Page MenuHomePhabricator

Handle property datatype changing gracefully
Open, HighPublic

Description

Pywikibot will completely break whenever T95686: [Task] write a maintenance script to migrate properties from string to new identifier datatype is used, as it caches the property datatype for one hundred years, and has done that since April 2013 {6ea6d333}.

The simple workaround, e.g. for people using old versions of pywikibot, is to delete the apicache each time a property datatype changes, but that isnt a user-friendly solution.

Changes that could mean Pywikibot is less impacted by this:

Pywikibot could force a cache refresh more regularly.

Ideally we detect that a property has a new datatype, and clear the relevant cache entry.

Also, Pywikibot can eliminate the reliance on getPropertyType, as many code paths already have the properties datatype from when the entity was loaded, e.g. via wbgetentities. If getPropertyType is only used infrequently, the caching can be eliminated.

Event Timeline

jayvdb raised the priority of this task from to High.
jayvdb updated the task description. (Show Details)
jayvdb added subscribers: jayvdb, Legoktm.
jayvdb set Security to None.

https://gerrit.wikimedia.org/r/137737 and https://gerrit.wikimedia.org/r/227252 basically mean that getPropertyType only gets called when Property is constructed manually, right?

https://gerrit.wikimedia.org/r/137737 and https://gerrit.wikimedia.org/r/227252 basically mean that getPropertyType only gets called when Property is constructed manually, right?

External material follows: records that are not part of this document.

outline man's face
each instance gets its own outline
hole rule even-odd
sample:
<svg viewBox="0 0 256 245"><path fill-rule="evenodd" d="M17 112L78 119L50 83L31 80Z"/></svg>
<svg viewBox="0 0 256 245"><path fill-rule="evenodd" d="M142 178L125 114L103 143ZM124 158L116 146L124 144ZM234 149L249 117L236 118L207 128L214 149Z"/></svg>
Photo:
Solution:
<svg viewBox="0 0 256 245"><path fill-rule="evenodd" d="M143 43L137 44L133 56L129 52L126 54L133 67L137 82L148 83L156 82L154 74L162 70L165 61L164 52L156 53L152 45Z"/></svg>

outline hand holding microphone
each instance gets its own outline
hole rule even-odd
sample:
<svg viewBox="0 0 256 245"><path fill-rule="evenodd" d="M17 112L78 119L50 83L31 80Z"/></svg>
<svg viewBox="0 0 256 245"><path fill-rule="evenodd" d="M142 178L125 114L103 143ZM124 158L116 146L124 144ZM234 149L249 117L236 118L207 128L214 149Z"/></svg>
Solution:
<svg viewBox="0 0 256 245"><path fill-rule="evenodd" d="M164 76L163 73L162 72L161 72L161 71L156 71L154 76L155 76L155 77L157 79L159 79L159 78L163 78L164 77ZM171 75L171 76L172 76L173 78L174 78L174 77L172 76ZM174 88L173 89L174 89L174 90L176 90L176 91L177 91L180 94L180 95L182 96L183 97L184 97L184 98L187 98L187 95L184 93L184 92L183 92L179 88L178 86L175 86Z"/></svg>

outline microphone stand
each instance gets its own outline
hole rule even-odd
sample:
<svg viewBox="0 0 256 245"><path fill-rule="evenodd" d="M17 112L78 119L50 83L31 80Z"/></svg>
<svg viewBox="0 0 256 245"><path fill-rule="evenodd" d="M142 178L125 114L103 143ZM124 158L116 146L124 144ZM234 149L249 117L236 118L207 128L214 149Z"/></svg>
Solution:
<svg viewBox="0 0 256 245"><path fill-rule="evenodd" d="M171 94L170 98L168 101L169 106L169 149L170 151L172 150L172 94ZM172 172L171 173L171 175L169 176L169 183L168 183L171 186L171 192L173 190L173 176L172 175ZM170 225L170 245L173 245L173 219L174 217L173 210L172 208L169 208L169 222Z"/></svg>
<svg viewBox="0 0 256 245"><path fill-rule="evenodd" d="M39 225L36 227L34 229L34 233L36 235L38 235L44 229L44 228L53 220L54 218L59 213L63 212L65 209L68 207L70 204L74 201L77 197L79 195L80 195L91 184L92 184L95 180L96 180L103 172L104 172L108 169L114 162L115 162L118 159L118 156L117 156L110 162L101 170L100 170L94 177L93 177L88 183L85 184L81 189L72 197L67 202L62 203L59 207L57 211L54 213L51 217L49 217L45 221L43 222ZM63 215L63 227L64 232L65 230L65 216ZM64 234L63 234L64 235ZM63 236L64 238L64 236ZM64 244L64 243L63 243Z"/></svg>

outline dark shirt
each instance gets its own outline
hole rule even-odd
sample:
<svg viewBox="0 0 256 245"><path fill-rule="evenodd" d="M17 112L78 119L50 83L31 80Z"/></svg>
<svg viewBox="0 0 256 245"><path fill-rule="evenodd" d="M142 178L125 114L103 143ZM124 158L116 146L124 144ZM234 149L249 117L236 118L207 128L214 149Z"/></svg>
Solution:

Yes. Property is a parent class of Claim, so the current exposure is quite large; roughly any time a Claim is instantiated directly in order to be used with addClaim or similar. i.e. reading will likely not break, at least not frequently and probably easily fixable, however writing to Wikibase will likely be very broken.

Do we expect this to happen again? A property's datatype is supposed to be immutable, and except for this one weird case, it is. Unless we can also vary on some other constant changing, I don't see any good cache invalidation strategy here.

If we expect this kind of change to happen again, I think we should lower the cache time to 1 day and accept the minor performance hit. If not, lets just tell users to rm -rf their apicache and continue on.

On cache invalidation, we can force a refresh of the getPropertyType property-datatype mapping whenever a new datatype is encountered. What would be nice is if Wikibase provided an API call to list all datatypes, so we can detect when the list of datatypes changes. i.e. expose https://test.wikidata.org/wiki/Special:ListDatatypes via the API.
However we dont need that, as we can get the list of datatypes from the paraminfo of wbformatvalue.datatype. However we need to be mindful of T55265, if that problem hasnt been fixed yet.

The harder, and much lower exposed problem, is if pywikibot users are using CachedRequest for entities, as the cached serialisation will have the old datatype in it, not the new datatype. IMO this problem is the callers responsibility, and our solution should be "delete your apicache".

I'm not sure what's the best to do for pywikibot here, but the plan is to perform such a change only once, on a previously discussed (thus known in advance) list of properties. Because of that, I think having a one-off solution would be ok here.

If there's anything else you need from us in order to reflect the migration in pywikibot, please let us know and we'll try to figure out a way.

I would recommend lowering the caching. We really try to not change the datatype of a property but I can't promise this will be the only time.

By the way the cache time doesn't matter that much as the cached item does not store the time of expiration but the time of creation. So we could reduce the time and anyone who uses a version after that won't have cached it for about 100 years.

What would be nice is if Wikibase provided an API call to list all datatypes, so we can detect when the list of datatypes changes. i.e. expose https://test.wikidata.org/wiki/Special:ListDatatypes via the API.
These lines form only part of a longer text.